Hekman Library sponsored the first-ever edible Book Festival.

Lois Dye has eaten a lot of books. The curriculum coordinator at the Hekman Library, Dye has attended several of the American Library Association’s edible book festivals, which typically feature book-eating receptions.

Thus, when the Hekman Library sponsors the first-ever Books in the Baking Edible Book Festival—held on April 1 at the Calvin Campus Store—those who attend can expect to snack on the entries. “I think this will be a unique event,” said Dye.

Books in the Baking is open to the both the Calvin community and the wider public. All of the edible books entered in the contest must be made of food items—which allows for considerable creativity, said Dye: “It’s so open to interpretation.” She’s seen The Maltese Falcon done with malted milk balls. She’s seen tortillas woven together with licorice. “It’s just been all kinds of things,” she said.

The idea of an edible book is also open to interpretation, Dye said. “It can be a pun on a title, refer to a scene or a character, look like a book, or just have something to do with books,” reads the brochure for the event.
The entries must also be accompanied by a list of ingredients, and proper food handling guidelines must be followed in the preparation of the edible books. Contestants can drop off their entries, whether baked goods or savory dishes, at the campus store between 10 a.m. and 1 p.m. on April 1.
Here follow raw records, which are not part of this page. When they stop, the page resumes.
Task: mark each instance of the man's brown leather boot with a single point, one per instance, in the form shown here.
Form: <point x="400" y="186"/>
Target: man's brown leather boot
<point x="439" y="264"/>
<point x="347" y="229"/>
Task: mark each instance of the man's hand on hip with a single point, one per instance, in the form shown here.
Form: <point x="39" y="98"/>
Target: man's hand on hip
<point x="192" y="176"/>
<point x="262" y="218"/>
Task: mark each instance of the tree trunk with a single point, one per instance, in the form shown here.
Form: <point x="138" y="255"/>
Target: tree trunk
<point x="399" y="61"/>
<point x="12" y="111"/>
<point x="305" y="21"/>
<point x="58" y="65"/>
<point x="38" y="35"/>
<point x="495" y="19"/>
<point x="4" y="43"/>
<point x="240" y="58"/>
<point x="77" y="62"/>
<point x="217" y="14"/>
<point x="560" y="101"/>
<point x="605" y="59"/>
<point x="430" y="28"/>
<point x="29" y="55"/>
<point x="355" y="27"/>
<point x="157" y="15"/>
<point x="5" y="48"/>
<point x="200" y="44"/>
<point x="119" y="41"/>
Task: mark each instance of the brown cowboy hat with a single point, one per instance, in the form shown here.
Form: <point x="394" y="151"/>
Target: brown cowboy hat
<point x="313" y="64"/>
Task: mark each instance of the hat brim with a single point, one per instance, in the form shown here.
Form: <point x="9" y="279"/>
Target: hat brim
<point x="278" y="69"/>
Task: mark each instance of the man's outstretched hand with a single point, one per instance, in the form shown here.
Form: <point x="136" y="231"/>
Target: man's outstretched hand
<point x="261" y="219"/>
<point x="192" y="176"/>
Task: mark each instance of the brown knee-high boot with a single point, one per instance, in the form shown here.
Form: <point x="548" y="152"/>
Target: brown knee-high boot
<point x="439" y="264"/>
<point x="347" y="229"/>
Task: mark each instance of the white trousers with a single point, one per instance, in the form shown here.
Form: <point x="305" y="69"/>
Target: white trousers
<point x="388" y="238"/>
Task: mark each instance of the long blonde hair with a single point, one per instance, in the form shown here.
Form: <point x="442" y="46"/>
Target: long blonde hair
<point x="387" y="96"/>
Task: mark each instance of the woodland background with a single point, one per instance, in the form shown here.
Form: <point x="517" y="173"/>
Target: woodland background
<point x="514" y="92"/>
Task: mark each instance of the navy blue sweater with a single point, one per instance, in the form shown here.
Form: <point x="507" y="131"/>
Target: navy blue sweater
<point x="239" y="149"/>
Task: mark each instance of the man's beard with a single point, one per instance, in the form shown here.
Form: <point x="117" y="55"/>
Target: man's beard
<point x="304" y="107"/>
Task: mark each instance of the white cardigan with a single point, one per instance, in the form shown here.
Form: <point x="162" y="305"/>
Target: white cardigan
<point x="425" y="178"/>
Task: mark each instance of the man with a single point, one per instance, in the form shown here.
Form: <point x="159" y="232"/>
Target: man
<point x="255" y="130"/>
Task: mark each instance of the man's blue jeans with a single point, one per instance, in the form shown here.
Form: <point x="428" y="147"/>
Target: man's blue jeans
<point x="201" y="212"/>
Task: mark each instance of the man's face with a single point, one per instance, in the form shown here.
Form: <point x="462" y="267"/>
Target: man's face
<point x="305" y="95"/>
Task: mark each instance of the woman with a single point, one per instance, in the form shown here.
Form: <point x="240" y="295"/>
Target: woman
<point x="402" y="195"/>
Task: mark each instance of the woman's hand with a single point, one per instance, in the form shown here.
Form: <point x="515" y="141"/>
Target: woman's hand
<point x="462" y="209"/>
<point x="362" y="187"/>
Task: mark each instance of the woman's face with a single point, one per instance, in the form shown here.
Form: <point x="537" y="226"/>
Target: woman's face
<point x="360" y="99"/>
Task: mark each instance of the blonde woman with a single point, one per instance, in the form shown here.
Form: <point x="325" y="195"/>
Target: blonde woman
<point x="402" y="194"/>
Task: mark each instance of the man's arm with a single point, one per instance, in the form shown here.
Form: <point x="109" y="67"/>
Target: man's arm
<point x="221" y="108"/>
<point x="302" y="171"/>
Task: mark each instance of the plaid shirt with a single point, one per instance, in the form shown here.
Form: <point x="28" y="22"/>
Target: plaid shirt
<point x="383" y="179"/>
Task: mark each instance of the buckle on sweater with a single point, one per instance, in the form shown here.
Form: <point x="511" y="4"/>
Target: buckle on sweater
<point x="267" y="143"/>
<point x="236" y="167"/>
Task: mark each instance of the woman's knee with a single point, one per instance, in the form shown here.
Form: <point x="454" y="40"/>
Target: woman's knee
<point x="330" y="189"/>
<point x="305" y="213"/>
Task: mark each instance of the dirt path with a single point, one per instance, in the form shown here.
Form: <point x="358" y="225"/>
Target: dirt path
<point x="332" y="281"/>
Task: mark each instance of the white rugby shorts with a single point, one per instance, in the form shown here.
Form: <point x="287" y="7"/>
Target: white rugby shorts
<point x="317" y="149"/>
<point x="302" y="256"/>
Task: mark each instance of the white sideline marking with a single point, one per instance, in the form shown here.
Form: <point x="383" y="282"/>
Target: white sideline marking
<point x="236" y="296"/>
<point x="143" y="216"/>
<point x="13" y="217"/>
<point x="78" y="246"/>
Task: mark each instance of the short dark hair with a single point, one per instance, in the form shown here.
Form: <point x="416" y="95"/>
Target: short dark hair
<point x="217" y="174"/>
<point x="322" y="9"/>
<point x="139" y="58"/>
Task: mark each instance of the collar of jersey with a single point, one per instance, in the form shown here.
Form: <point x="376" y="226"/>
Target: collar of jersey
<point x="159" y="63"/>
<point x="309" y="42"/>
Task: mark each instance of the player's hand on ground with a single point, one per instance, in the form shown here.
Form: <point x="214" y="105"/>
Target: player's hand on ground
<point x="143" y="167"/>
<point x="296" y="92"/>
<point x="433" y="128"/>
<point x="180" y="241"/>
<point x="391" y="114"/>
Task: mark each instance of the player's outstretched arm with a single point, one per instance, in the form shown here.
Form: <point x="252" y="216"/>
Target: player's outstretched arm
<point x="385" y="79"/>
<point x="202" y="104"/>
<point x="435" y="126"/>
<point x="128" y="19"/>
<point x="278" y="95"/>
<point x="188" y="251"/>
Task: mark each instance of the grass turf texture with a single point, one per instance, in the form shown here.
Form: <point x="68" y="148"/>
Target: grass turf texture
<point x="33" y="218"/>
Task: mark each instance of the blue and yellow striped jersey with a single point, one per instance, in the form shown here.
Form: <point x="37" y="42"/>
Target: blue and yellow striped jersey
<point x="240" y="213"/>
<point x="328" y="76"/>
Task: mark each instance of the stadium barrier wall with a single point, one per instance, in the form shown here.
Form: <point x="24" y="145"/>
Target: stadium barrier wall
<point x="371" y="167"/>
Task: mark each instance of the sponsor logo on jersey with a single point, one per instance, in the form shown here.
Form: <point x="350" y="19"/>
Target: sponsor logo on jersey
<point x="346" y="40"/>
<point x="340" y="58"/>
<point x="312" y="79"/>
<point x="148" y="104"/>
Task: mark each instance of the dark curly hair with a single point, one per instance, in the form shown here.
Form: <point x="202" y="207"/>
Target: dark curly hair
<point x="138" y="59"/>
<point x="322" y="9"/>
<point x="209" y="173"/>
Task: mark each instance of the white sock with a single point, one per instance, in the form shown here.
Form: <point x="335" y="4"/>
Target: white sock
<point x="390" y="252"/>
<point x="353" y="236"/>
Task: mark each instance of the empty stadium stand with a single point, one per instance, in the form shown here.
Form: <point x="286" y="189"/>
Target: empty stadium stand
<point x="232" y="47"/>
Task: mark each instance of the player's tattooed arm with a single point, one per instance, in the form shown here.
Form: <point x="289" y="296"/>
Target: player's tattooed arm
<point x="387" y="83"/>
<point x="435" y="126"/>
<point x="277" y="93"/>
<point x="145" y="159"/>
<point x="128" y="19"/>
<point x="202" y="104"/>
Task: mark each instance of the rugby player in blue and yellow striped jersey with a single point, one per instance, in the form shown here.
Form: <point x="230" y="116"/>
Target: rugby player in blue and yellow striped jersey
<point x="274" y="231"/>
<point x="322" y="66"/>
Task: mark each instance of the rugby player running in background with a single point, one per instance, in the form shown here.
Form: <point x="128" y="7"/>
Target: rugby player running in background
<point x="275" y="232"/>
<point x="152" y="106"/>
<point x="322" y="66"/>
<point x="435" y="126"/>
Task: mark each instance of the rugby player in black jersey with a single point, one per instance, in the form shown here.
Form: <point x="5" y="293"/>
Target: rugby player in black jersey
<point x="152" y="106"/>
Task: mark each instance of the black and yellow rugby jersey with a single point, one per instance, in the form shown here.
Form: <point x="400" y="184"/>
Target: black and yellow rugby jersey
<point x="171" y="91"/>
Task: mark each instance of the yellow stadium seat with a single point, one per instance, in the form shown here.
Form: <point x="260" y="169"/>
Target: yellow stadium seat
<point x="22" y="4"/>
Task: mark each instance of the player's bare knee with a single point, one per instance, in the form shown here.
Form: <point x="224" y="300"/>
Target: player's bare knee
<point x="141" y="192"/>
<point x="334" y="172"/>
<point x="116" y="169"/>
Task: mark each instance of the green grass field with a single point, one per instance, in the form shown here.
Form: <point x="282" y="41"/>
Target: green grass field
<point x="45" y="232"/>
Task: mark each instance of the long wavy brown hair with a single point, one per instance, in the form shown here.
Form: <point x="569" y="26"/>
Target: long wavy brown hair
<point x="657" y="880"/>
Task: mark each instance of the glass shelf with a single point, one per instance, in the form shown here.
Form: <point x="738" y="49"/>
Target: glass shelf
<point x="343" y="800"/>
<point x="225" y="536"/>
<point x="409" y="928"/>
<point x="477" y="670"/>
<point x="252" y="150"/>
The (non-tasting) judging chores for the event will be handled by Hekman Library director Glen Remelts and costume shop manager Joy Lawrence. Attendees are welcome to browse the edible books from 2 p.m. through 3:30 p.m. the day of the event and cast their ballot for the People’s Choice award. Then festival-goers may eat the books. The prizes for Books in the Baking are cookbooks.

Dye, who hopes to get a good turnout and a solid People’s Choice vote, was inspired to create the event by the International Edible Book Festival held each year on April 1. And she was inspired by her formative years: "I grew up behind a restaurant instead of behind a bookstore,” she said. “I want to go to culinary school after I retire.”